Anthony Scaramucci, a Manhasset resident who was President Donald Trump’s White House communications director for 11 days, denounced his former boss’s weekend tweets attacking four Democratic congresswomen as racist and “reprehensible.”

“I don’t think the president is a racist but here’s the thing,” Scaramucci said in a radio interview with BBC’s “Today” show. “If you continue to say and act in that manner, then we all have to look at him and say ‘OK, well maybe you weren’t a racist but now you’re turning into one.”

Trump took to Twitter on Sunday morning and expressed his outrage against four freshmen congresswomen – Alexandria Ocasio-Cortez, Rashida Tlaib, Ayanna Presley and Ilhan Omar – suggesting “they go back and help fix the totally broken and crime infested places from which they came.”

In a tweet, Scaramucci asked if the president would ever make a similar comment to a white member of Congress. “No,” Scaramucci tweeted. “That’s why the comments were racist and unacceptable.”
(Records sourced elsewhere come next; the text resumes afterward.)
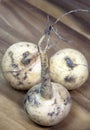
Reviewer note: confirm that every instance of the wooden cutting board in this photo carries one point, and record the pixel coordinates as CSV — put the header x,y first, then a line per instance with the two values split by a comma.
x,y
20,21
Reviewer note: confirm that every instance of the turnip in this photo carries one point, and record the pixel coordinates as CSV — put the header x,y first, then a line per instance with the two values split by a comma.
x,y
69,67
47,103
21,65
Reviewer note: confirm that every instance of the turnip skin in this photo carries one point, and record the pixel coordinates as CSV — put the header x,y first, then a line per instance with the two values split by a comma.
x,y
47,103
69,67
21,65
47,112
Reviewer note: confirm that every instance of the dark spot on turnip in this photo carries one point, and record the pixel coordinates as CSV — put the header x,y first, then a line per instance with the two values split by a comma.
x,y
14,65
26,59
67,101
51,114
69,79
25,76
69,62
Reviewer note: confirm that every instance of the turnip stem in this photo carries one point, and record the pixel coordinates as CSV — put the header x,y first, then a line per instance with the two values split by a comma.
x,y
46,88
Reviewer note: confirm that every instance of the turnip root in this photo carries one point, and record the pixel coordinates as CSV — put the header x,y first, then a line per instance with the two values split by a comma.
x,y
21,65
47,103
69,67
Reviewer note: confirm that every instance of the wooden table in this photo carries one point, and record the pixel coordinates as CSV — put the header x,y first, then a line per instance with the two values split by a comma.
x,y
20,21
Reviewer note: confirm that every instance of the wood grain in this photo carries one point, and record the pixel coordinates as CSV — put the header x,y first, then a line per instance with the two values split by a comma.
x,y
20,21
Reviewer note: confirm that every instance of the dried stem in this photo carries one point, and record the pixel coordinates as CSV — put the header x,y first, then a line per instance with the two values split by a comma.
x,y
46,88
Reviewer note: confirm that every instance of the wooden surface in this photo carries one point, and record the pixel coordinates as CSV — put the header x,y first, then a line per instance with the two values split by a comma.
x,y
19,21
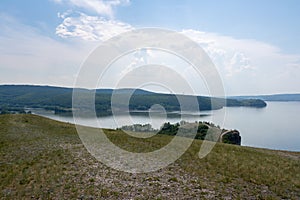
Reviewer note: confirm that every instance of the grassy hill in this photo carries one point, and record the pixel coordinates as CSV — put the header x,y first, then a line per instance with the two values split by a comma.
x,y
45,159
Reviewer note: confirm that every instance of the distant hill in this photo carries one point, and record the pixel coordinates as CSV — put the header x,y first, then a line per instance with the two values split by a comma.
x,y
274,97
45,159
59,99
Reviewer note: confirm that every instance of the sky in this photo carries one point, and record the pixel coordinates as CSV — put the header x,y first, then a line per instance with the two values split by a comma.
x,y
255,45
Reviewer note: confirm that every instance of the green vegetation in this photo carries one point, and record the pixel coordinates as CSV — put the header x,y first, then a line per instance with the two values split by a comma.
x,y
16,97
45,159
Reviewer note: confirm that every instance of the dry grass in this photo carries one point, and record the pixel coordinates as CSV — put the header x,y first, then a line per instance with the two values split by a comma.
x,y
44,159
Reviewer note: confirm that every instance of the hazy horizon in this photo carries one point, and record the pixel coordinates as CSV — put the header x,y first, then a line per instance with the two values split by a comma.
x,y
254,45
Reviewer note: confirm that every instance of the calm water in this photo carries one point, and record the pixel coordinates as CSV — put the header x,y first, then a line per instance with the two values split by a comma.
x,y
276,127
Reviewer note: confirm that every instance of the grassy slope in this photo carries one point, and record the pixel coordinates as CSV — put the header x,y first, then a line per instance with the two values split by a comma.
x,y
42,158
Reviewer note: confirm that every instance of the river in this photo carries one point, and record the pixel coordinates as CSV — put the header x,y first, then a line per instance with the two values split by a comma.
x,y
276,126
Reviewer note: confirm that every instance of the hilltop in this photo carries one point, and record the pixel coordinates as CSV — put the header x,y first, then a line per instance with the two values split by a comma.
x,y
45,159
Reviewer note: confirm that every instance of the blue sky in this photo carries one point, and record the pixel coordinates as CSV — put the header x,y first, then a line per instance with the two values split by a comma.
x,y
254,44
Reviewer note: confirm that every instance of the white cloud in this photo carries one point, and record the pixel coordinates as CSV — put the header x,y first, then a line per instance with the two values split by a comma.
x,y
101,7
250,66
28,57
91,28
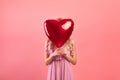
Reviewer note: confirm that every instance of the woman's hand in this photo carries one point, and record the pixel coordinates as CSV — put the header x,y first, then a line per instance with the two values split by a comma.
x,y
55,53
62,51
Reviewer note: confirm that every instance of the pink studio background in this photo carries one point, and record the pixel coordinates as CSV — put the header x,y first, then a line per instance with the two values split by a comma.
x,y
96,33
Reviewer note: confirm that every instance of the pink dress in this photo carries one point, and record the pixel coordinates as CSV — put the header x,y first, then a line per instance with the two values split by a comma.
x,y
60,68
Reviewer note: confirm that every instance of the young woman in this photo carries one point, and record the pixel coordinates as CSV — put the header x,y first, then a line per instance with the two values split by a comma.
x,y
60,59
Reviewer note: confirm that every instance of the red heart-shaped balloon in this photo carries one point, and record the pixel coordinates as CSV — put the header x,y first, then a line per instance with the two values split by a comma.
x,y
58,31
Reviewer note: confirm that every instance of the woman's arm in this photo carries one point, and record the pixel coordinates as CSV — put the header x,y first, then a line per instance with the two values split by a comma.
x,y
72,59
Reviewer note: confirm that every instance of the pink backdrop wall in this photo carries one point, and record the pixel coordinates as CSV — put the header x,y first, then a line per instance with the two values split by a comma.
x,y
96,33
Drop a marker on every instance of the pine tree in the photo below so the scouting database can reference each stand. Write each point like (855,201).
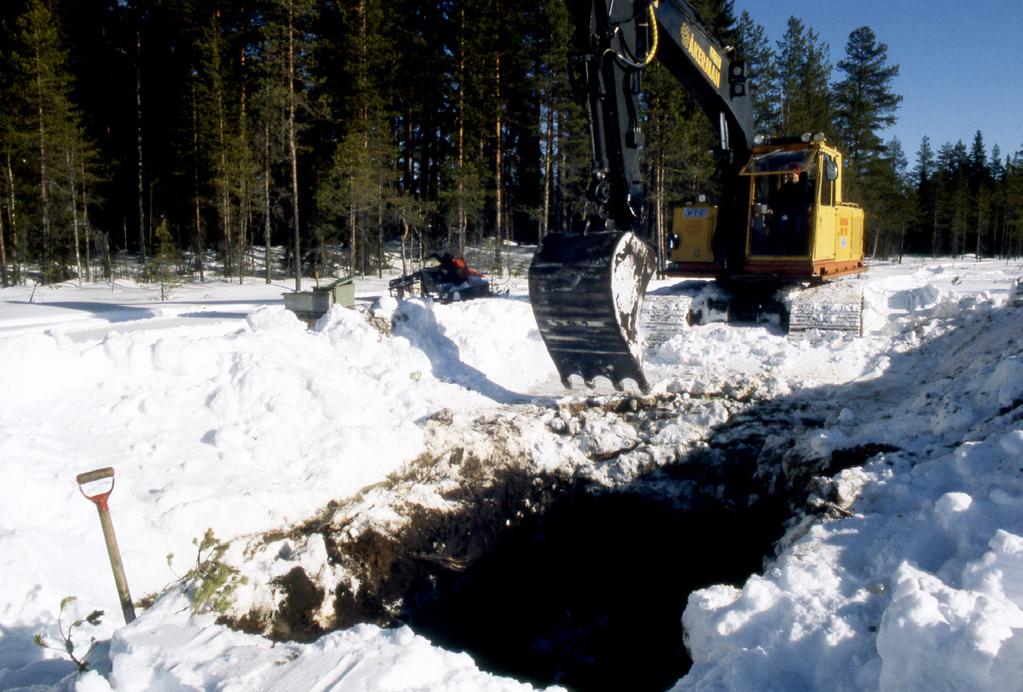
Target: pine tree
(864,101)
(804,75)
(755,49)
(45,90)
(923,236)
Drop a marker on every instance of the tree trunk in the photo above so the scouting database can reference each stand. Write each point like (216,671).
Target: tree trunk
(980,224)
(138,137)
(266,200)
(74,214)
(3,255)
(293,148)
(12,218)
(548,153)
(462,219)
(43,171)
(199,239)
(86,228)
(498,163)
(353,222)
(243,147)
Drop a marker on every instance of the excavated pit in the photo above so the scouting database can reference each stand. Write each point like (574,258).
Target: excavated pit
(589,594)
(554,578)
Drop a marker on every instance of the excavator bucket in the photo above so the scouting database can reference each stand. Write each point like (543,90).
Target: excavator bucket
(586,293)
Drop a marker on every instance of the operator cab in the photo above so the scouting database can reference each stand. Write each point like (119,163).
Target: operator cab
(784,185)
(797,223)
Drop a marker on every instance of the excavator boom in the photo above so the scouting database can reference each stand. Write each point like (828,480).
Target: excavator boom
(586,288)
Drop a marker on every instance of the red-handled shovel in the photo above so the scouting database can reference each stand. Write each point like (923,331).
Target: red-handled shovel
(99,500)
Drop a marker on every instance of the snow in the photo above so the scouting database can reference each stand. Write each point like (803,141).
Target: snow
(220,409)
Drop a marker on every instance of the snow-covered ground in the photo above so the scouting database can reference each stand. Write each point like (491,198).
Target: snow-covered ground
(221,411)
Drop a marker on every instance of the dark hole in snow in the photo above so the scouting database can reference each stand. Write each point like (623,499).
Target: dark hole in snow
(590,593)
(554,579)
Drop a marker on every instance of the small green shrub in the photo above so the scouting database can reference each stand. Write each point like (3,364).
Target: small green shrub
(69,646)
(213,581)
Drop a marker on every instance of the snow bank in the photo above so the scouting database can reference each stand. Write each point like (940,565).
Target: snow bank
(921,588)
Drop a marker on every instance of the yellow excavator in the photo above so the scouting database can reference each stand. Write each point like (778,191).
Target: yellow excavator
(779,221)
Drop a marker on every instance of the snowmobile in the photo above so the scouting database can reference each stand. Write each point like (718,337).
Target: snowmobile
(587,287)
(451,279)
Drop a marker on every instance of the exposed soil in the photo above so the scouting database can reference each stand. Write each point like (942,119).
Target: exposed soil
(557,578)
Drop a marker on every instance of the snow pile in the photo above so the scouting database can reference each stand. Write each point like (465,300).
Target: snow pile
(923,587)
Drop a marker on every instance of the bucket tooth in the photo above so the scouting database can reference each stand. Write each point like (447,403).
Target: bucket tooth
(586,293)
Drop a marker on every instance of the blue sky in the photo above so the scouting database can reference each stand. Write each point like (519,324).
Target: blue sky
(959,62)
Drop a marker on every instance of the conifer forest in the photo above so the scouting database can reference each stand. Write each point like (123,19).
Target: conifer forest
(196,134)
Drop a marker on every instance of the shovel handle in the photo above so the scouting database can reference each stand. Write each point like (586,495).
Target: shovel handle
(98,474)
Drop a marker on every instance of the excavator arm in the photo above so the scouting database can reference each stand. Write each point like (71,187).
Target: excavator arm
(586,287)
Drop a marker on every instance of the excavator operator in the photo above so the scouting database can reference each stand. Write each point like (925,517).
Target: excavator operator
(790,211)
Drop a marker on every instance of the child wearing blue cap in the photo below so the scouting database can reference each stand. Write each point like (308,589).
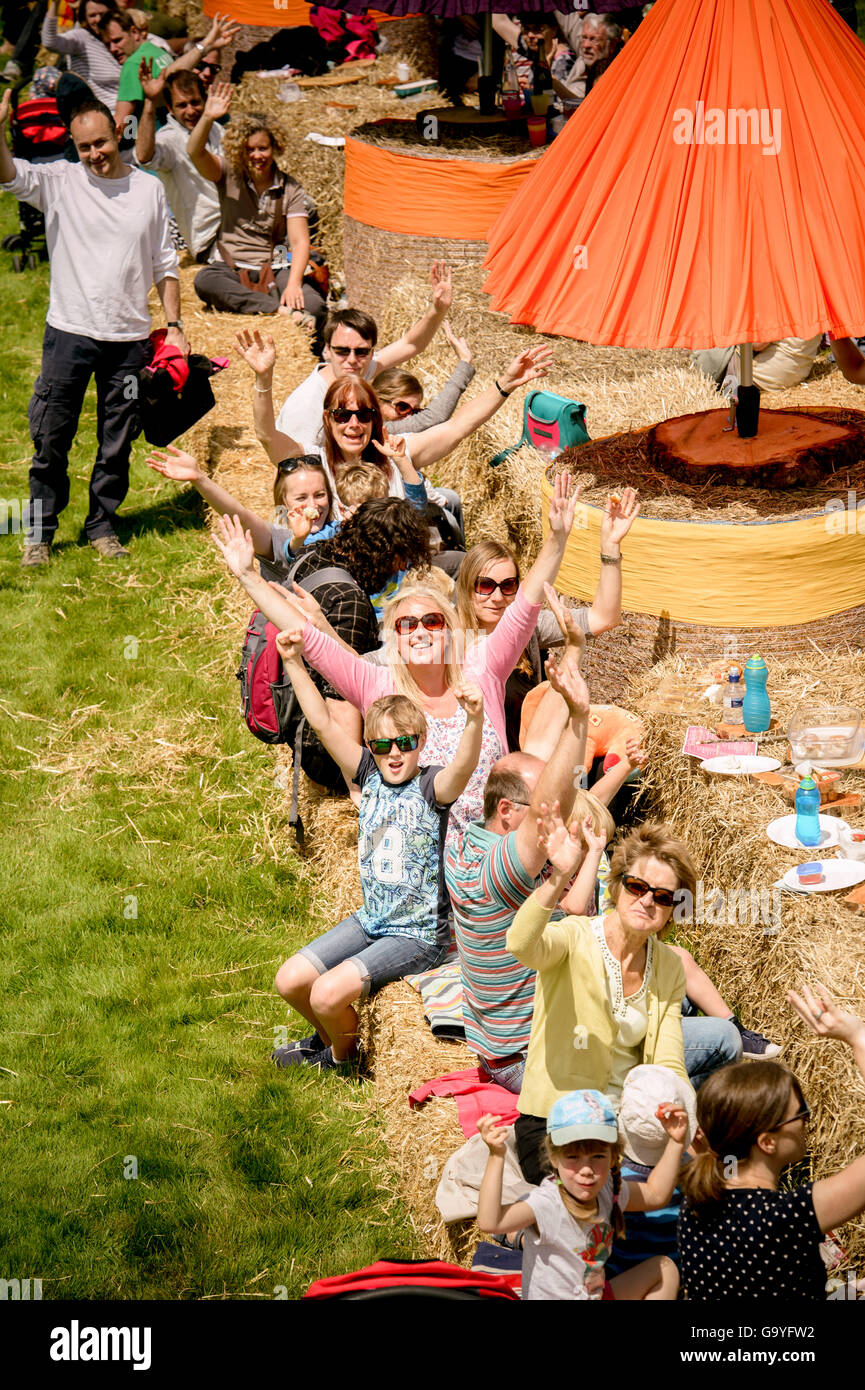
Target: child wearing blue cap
(572,1216)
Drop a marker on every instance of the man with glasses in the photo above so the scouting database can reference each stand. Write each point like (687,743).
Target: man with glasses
(349,350)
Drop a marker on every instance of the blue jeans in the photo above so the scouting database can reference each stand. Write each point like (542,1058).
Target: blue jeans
(708,1044)
(377,959)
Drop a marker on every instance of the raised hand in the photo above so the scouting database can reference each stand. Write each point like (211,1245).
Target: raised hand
(619,516)
(563,505)
(257,352)
(492,1133)
(174,463)
(470,698)
(527,366)
(822,1015)
(675,1121)
(442,287)
(235,545)
(562,847)
(459,345)
(289,644)
(219,100)
(152,84)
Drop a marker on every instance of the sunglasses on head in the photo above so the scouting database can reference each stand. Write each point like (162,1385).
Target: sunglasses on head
(487,587)
(433,623)
(363,414)
(662,897)
(405,742)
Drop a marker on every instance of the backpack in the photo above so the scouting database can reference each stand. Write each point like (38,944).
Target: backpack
(269,702)
(550,423)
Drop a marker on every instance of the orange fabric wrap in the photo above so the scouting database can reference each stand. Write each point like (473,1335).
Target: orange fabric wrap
(426,196)
(668,216)
(280,14)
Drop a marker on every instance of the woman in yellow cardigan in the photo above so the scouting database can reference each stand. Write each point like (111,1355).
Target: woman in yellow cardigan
(608,993)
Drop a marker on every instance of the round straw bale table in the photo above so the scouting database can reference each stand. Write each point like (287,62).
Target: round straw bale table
(721,569)
(408,205)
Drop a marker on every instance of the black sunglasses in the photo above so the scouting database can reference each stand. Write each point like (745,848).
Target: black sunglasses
(405,742)
(433,623)
(801,1115)
(487,587)
(363,414)
(662,897)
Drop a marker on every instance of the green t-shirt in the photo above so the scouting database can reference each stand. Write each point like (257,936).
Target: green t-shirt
(130,86)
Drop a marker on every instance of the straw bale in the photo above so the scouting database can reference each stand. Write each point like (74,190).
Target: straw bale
(821,938)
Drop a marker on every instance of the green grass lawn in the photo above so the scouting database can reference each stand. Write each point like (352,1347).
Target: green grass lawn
(148,894)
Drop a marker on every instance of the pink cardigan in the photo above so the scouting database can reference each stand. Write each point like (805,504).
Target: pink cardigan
(490,663)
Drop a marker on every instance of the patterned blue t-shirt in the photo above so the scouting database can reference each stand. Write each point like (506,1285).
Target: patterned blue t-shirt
(401,837)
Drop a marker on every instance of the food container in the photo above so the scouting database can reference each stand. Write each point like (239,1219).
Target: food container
(826,736)
(851,841)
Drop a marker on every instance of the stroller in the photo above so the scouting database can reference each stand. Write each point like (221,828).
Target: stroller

Three of the four congresswomen were born in the United States. Omar obtained U.S. citizenship status in 2000 when she was 17 years old. 

Scaramucci said that he still supports the president but that he does not have to accept every one of the president’s statements, a move he described as “un-American.”

The former communications director also criticized Republican lawmakers for failing to speak out against the tweets.